Data lakes allow information to be added to a system without pre-processing or modelling. Contrast this with a conventional database where data must be delivered in a much more refined and formal manner. Thus a data lake offers much timelier speed of entry. However, as research from Brazil shows, even though a data lake preserves highest granularity level of the data, that useful flexibility can be problematic too. “If not managed, it is easy to lose control of the repository because of the volume it holds and its growth,” the team explains.
The researchers explain further that data lakes carry none of the semantics of a conventional database, but while this can be advantageous in avoiding certain types of bias when re-extracting and analyzing days, it does mean that understanding the contents of the data lake can become a rather cumbersome task. This, the team suggests, has perhaps undermined the widespread adoption and use of data lakes within the corporate environment and stymied acceptance of this useful tool because of certain misconceptions regarding how they might be used in data science efforts.

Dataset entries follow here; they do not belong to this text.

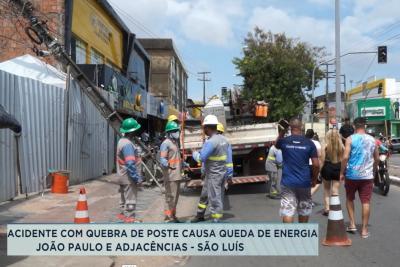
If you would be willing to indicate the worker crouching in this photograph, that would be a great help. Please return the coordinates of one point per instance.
(128, 166)
(171, 161)
(213, 156)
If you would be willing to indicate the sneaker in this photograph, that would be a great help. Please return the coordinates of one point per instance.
(277, 196)
(168, 219)
(121, 217)
(132, 220)
(176, 219)
(198, 219)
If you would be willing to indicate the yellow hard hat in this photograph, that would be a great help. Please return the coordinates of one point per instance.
(172, 118)
(220, 127)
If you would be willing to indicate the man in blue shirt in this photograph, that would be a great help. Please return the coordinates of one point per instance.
(296, 181)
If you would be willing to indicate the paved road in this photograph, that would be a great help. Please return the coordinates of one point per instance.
(248, 203)
(394, 165)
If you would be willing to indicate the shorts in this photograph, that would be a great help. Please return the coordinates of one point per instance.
(295, 199)
(364, 188)
(331, 171)
(319, 180)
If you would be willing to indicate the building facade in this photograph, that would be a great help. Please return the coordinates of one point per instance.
(168, 75)
(13, 40)
(378, 101)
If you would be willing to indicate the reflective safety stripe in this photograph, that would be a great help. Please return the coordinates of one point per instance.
(202, 206)
(174, 161)
(128, 158)
(168, 212)
(217, 158)
(216, 215)
(335, 215)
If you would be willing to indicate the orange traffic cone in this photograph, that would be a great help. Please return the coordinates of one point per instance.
(336, 233)
(82, 214)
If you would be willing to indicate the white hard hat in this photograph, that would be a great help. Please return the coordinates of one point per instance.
(210, 120)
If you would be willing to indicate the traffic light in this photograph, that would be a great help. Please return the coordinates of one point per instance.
(380, 88)
(314, 107)
(382, 54)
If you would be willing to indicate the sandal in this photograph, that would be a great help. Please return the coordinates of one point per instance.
(351, 230)
(365, 235)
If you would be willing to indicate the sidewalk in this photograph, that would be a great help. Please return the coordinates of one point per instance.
(103, 199)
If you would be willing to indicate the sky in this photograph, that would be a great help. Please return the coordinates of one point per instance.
(210, 33)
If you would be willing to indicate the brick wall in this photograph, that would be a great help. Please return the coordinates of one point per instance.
(13, 40)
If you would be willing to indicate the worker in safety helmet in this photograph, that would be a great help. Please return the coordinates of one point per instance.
(170, 158)
(213, 156)
(173, 118)
(203, 202)
(128, 169)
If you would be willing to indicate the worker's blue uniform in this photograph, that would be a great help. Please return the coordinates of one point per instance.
(214, 156)
(128, 166)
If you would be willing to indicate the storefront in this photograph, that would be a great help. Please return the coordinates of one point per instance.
(97, 34)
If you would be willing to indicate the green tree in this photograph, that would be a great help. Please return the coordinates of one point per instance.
(278, 69)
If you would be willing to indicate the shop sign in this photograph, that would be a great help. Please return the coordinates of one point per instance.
(373, 111)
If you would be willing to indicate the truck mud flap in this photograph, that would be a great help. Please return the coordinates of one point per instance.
(236, 180)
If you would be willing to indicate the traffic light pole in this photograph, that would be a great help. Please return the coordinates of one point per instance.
(313, 77)
(337, 62)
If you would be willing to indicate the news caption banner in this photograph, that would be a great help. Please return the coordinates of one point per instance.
(204, 239)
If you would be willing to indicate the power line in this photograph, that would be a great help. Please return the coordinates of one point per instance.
(204, 79)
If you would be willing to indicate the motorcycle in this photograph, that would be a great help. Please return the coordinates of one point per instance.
(382, 179)
(153, 173)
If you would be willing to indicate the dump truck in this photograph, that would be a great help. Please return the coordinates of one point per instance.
(249, 146)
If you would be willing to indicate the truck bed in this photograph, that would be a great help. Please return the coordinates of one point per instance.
(240, 137)
(248, 145)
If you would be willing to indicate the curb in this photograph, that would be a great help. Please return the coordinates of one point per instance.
(395, 180)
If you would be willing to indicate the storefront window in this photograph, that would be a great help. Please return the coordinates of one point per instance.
(96, 57)
(80, 51)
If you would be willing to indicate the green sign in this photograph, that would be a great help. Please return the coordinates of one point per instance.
(376, 109)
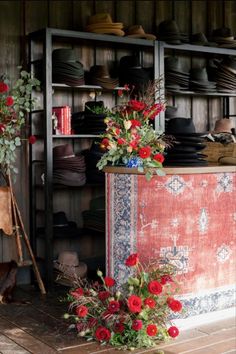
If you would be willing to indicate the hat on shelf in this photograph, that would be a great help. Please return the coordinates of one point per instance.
(223, 125)
(69, 268)
(99, 75)
(102, 23)
(137, 31)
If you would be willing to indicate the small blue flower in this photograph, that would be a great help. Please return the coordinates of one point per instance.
(134, 162)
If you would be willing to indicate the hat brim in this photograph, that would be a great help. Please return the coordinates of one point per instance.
(144, 36)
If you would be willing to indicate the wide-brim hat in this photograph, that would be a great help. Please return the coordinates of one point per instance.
(137, 31)
(102, 23)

The team has now turned to knowledge management models to help them address the issues associated with data lake use and to enrich the data floating within to enhance information usability. They also add that through the use of a data portal platform and associated metadata they reason that their approach would provide easy access to the data lake maintaining and boosting its usefulness and precluding its denigration into a so-called data swamp.
Ferreira, M.C., dos Santos, F.B., Barbosa, C.E. and de Souza, J.M. (2018) ‘Using knowledge management to create a Data Hub and leverage the usage of a Data Lake’, Int. J. Knowledge Management Studies, Vol. 9, No. 3, pp.260–277.